Miners and banks were lifted after U.S. Senate Majority Leader Harry Reid, a Democrat, said Senate leaders had made "tremendous progress" on working towards an agreement to avoid default after a day of talks on Monday with his Republican counterpart Mitch McConnell.
U.S. senators expressed hope that a bipartisan deal could emerge on Tuesday to end Washington's fiscal crisis even as Republicans in the House of Representatives said they were working on a separate plan.
"The market is coming around to the idea that the 17th is not a hard deadline, and there seems to have been progress towards a resolution," said James Butterfill, global equity strategist at Coutts.
"We're rallying already on hopes for a deal. There may not be much room for another relief rally. My target for the FTSE is 6,550, and we're very close to that, so there isn't a significant amount of upside left."
The blue-chip FTSE 100 index closed 0.6 percent higher, or up 41.46 points, to 6,549.11 points, having hit its highest since September 27, which was before the political deadlock that partially shut down the U.S. government.

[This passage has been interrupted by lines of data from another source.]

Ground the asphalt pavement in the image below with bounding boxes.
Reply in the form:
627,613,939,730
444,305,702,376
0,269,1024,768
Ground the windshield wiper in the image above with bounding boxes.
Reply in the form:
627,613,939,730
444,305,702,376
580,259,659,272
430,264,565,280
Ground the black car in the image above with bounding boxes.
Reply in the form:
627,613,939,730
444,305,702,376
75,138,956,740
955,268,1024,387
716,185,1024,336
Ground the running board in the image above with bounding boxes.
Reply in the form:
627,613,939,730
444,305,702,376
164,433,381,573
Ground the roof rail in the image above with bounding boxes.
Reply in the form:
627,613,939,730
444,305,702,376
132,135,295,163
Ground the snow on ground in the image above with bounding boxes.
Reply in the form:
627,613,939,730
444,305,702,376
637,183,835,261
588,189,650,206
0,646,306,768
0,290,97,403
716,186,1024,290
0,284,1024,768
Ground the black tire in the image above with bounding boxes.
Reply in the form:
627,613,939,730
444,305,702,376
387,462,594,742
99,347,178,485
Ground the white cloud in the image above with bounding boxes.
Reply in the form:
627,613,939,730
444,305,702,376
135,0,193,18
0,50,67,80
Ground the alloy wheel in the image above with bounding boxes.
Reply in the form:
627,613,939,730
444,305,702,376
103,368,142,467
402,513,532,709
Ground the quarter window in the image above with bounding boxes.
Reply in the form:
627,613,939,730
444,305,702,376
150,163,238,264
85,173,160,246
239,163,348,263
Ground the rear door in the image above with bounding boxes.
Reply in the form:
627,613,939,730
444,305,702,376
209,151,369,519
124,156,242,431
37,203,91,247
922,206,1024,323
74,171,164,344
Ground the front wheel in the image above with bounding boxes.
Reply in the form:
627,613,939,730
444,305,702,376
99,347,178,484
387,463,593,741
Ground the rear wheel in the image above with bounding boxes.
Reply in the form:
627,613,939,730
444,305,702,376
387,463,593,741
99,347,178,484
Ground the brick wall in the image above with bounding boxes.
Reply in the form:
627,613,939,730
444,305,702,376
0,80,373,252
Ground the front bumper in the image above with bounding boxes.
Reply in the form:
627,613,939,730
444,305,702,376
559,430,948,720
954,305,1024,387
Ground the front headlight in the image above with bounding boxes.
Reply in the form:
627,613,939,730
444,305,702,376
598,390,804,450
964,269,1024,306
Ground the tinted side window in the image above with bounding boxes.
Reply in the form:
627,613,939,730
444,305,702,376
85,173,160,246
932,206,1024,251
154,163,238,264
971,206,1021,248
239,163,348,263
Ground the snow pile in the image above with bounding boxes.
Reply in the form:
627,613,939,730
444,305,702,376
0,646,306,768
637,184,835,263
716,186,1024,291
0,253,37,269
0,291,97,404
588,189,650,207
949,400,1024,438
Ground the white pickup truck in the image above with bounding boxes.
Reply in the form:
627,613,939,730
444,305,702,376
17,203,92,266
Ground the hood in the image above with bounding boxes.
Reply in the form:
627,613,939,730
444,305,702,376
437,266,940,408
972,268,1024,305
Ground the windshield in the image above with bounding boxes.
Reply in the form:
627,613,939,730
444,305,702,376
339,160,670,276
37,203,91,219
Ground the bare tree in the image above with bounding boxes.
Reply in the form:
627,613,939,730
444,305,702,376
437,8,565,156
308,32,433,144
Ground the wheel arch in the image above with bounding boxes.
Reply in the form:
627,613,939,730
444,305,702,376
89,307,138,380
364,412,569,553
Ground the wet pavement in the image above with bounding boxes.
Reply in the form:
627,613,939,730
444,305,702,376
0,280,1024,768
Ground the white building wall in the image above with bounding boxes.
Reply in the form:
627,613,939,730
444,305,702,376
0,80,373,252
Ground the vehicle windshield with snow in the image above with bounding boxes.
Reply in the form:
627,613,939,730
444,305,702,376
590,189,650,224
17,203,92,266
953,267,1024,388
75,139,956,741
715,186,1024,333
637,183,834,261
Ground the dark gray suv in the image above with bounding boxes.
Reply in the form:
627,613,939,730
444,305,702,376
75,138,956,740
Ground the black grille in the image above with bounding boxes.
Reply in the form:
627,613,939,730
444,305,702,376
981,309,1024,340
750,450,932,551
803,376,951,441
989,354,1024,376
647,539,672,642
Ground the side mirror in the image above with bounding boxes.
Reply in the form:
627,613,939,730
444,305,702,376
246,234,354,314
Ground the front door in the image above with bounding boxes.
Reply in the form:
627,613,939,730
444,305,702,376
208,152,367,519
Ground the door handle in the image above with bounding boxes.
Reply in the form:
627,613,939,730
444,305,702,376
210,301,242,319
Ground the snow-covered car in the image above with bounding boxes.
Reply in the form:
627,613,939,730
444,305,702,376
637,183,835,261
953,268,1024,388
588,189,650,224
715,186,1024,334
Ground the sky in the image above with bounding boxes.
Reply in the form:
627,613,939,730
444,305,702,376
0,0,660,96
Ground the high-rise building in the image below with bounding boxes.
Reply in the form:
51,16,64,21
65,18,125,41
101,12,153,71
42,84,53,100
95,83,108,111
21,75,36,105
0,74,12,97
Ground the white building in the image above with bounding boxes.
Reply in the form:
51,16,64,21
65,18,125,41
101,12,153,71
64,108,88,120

Concerns that the United States will hit the $16.7 trillion (10.44 trillion pounds) U.S. debt ceiling on Thursday have weighed on markets since the beginning of the month, when the political deadlock took hold.
Stocks sensitive to optimism over the global economy were the biggest gainers, with financials and basic material stocks combining to add more than 21 points to the index.
Miner Rio Tinto gained 4.4 percent, the top FTSE riser, and added the most points to the FTSE 100 after posting record coal and iron ore output in the third quarter and boosting its forecast copper output for 2013.
But Burberry missed out on the FTSE 100's rally, slumping 7.6 percent to make it the worst-performing FTSE stock after the group lost its CEO to technology and mobile phone group Apple.
Traders said the loss of CEO Angela Ahrendts marked another negative drag on the stock, which had already lost ground last week after warning of a slowdown in its important Chinese market.
"Burberry have had an unbelievable performance in what you might think would have been a difficult few years for a company like theirs...And that good performance has been partly as a result of strong leadership," IG sales trader Will Hedden said.
"They may not start struggling as a company overnight, but in the long run it could definitely have an effect."
Shares in Capita closed 3.6 percent lower after a drop in late trade on the news that Invesco Perpetual UK equities fund manager Neil Woodford will leave the company after 25 years. Invesco holds a 22 percent stake in Capita.